O trabalho, intitulado “Rigidez de compressão do cérebro e o seu efeito sobre a resposta de células de glioma a estímulos mecânicos”, apresenta o estudo da elasticidade e da rigidez de células tumorais, comparadas as de células normais do sistema nervoso central. Ele foi publicado, em julho de 2014, no periódico inglês New Journal of Physics, por um grupo de 10 pesquisadores trabalhando nos Estados Unidos da América e na Polônia. Foi também citado no mesmo mês na seção News and Views da revista científica Nature Physics.
A elasticidade e a rigidez são duas propriedades importantes para a caracterização da dinâmica de um material. Tanto a elasticidade quanto a rigidez estão relacionadas à forma como um corpo reage quando exercemos uma força sobre ele. Podemos imaginar uma criança apertando um balão de festas de aniversário. A criança pode segurar o balão com uma mão e apertá-lo com a outra, ou pressionar o balão com a duas mãos em sentidos contrários. A deformação do balão será diferente em cada caso e dependerá tanto do balão, quanto da força da criança. Estudar como as células reagem à variação das forças, às quais estão submetidas no ambiente que as circundam, indica um caminho para diferenciar células saudáveis de células doentes.
É comum que tumores sólidos e outros tecidos doentes possuam células mais rígidas, quando comparadas às células dos tecidos normais. Além disso, a pressão do fluido intersticial (ambiente na qual as células se encontram) é mais alta nos tumores, tensionando ainda mais o tecido. A ideia principal do trabalho é medir a elasticidade e a rigidez de células malignas e células saudáveis, submetidas a diferentes forças do seu ambiente. Para simular a força exercida pelo ambiente e estudar a reação dos tecidos, foram utilizados substratos de gel de poliacrilamida com diferentes características mecânicas. Como amostras de tecido maligno, os cientistas utilizaram células de glioblastoma humano, retiradas de biópsias de pacientes. As células saudáveis foram obtidas do córtex cerebral de embriões de ratos.
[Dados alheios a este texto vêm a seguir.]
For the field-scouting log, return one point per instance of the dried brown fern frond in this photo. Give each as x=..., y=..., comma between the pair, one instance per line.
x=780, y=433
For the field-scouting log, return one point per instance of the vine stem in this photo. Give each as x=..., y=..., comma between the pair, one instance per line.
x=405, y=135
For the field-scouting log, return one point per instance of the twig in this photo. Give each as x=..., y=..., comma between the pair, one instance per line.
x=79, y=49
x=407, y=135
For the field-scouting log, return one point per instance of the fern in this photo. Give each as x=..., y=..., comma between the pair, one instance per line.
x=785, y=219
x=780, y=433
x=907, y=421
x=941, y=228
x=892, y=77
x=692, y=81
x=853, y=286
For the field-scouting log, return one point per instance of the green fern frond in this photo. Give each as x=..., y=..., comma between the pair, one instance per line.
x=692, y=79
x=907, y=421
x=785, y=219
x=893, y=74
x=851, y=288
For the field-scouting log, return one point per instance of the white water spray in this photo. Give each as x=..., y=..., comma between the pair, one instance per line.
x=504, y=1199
Os pesquisadores observaram que, submetidas a baixas compressões, as amostras de células malignas e células normais reagem de maneira semelhante. Em contrapartida, a elasticidade e a rigidez de ambos os tipos celulares são diferentes quando se aumenta a compressão em determinada direção. A rigidez de células tumorais é menor que a rigidez de células normais. As características do substrato e as forças utilizadas no experimento são semelhantes às existentes numa situação real.
O mecanismo que dá origem a essas diferentes reações celulares ainda não é conhecido. Porém, o fato das células serem sensíveis ao estímulo mecânico sugere que as células tumorais podem ser afetadas seletivamente, de acordo com a rigidez do ambiente que as cercam.
A caracterização da resposta das células, à rigidez do meio em que estão inseridas, é um importante passo para o desenvolvimento de modelos de comportamento mecânico das células. Além disso, na medida em que sabemos diferenciar entre reações de tecidos saudáveis e doentes, as propriedades mecânicas medidas podem ser utilizadas para fins de diagnóstico em alguns casos de câncer, como o apresentado nesse estudo.